How Does the Cochlea of the Inner Ear Work?
Sounds from the outside are propagated through the outer and middle ears and then reach the cochlea of the inner ear (Fig. 1).
Lower panel in Figure 2 illustrates the cross section of the cochlea. This organ has three tubular structures, which are filled with extracellular body fluids, lymph, as mentioned below. The tubules are separated by multiple cell layers.
When the cochlea is uncoiled, inside this organ a trapezoid cell layer called ‘sensory epithelium’, which converts sounds to electrical signals (upper panels in Fig. 2). Acoustic stimuli vibrate the epithelium up and down―this motion is surprisingly small of nanometer scale level. In the cochlea, the apex portion is sensitive to low pitch sounds, whereas the base portion, which is close to the entrance of the cochlea, responds to high pitch sounds. This characteristics depends on property of the sensory epithelium. This tissue is getting softer and thinner as you are approaching to the apex portion. This physical gradient plays key roles in tonotopic organization.
Take a look at the cross section of the cochlea (lower panel in Fig. 2). The sensory epithelium is composed of three layers, i.e. hair cell layer, supporting cell layer, and extracellular matrix layer termed ‘basilar membrane’. Sensory hair cells have hair bundle of stereocilia on the apical surface. Acoustic inputs firstly stimulate the basilar membrane and vibrates the sensory epithelium. This event deflects the stereocilia of the hair cells and further activates ‘mechanoelectrical transduction channels’ at their tips. The channel’s opening enters K+ in the lymph into the hair cells and electrically excites them. In this process, mechanical energy of sounds is transduced to electrical signals. Finally, neurotransmission occurs in the cell bodies of hair cells and acoustic information is conveyed to the brain through neural fibers.
The hair cells are categorized into two different groups; one row of inner hair cells and three rows of outer hair cells (lower panel in Fig. 2). As mentioned above, inner hair cells secrete neurotransmitters to the fibers; therefore, these cells are in charge of transmit of acoustic signals to the neuron and brain. Outer hair cells can be contracted in response to cellular electrical excitation induced by the vibrations of sensory epithelium. In other words, outer hair cells are piezoelectric elements and underlie active amplification mechanism observed in the cochlea. The cells control the sensitivity of hearing.
Get back the uncoiled sensory epithelium described in upper panel of Figure 2. Along the longitudinal axis of the epithelium, 4,000 sets of inner hair cell (one row) and outer hair cells (three rows) are beautifully arrayed. Young people who have normal hearing can perceive sounds that range from 20 Hz to 20,000 Hz (i.e., 20 kHz).
The cochlea has another element that amplifies acoustic signals. This is a biological battery in stria vascularis, which is an epithelial-like layer (Fig. 3).
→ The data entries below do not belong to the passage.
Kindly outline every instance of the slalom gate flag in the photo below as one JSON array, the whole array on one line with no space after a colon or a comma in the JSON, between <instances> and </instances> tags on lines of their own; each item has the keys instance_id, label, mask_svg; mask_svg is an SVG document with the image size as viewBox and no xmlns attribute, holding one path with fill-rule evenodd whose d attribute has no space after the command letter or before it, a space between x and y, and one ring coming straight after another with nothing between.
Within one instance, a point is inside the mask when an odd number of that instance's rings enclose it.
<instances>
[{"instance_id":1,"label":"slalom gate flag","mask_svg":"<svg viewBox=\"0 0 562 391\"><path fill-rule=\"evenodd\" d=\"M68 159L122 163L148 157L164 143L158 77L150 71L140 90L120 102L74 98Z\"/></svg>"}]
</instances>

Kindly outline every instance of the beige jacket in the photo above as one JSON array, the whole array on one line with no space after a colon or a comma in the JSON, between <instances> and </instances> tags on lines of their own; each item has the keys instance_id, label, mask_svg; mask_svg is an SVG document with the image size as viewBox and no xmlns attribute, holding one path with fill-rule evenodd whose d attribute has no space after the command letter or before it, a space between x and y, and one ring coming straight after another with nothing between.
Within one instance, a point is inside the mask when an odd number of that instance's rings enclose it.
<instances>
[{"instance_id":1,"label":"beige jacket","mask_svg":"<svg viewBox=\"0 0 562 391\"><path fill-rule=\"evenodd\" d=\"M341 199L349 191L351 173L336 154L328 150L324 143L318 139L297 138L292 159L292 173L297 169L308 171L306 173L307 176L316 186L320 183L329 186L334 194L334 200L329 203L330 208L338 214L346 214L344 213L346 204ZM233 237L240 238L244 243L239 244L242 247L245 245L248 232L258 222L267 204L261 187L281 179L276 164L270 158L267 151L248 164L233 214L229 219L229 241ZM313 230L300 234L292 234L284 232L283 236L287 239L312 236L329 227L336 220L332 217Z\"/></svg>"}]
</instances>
The battery is electrically connected to hair cells and sensitizes hearing by accelerating the K+-flux into the cells in response to mechanical stimulation. A large electromotive force measured in the battery is generated by [K+] gradient across the cell membrane between extracellular and intracellular spaces in the stria vascularis. The battery maintains a highly positive potential of +80 – +100 mV in the endolymph, where the hair bundle on the apical surface of hair cells is exposed. In addition, the endolymph exhibits high [K+] of 150 mM, low [Na+] of 2 – 5 mM, and low [Ca2+] of 20 µM. These electrochemical properties are observed only in the cochlea but not detected in any other organs. Notably, among three tubular structures of the cochlea, the center tubule is filled with the endolymph, whereas the upper and lower tubules contain the perilymph whose ion composition is similar to the regular extracellular solution such as blood plasma (i.e., 150 mM [Na+] and 5 mM [K+]) (Fig. 3).
As mentioned above, the cochlea results from assembling of machineries in the sensory epithelium and stria vascularis―orchestration of these elements achieves high sensitivity and sharp tuning observed in hearing. Our group studies the roles of each element, architecture of the network, and the relevance to auditory function and hearing loss, from cellular to organ levels by means of a variety of approaches.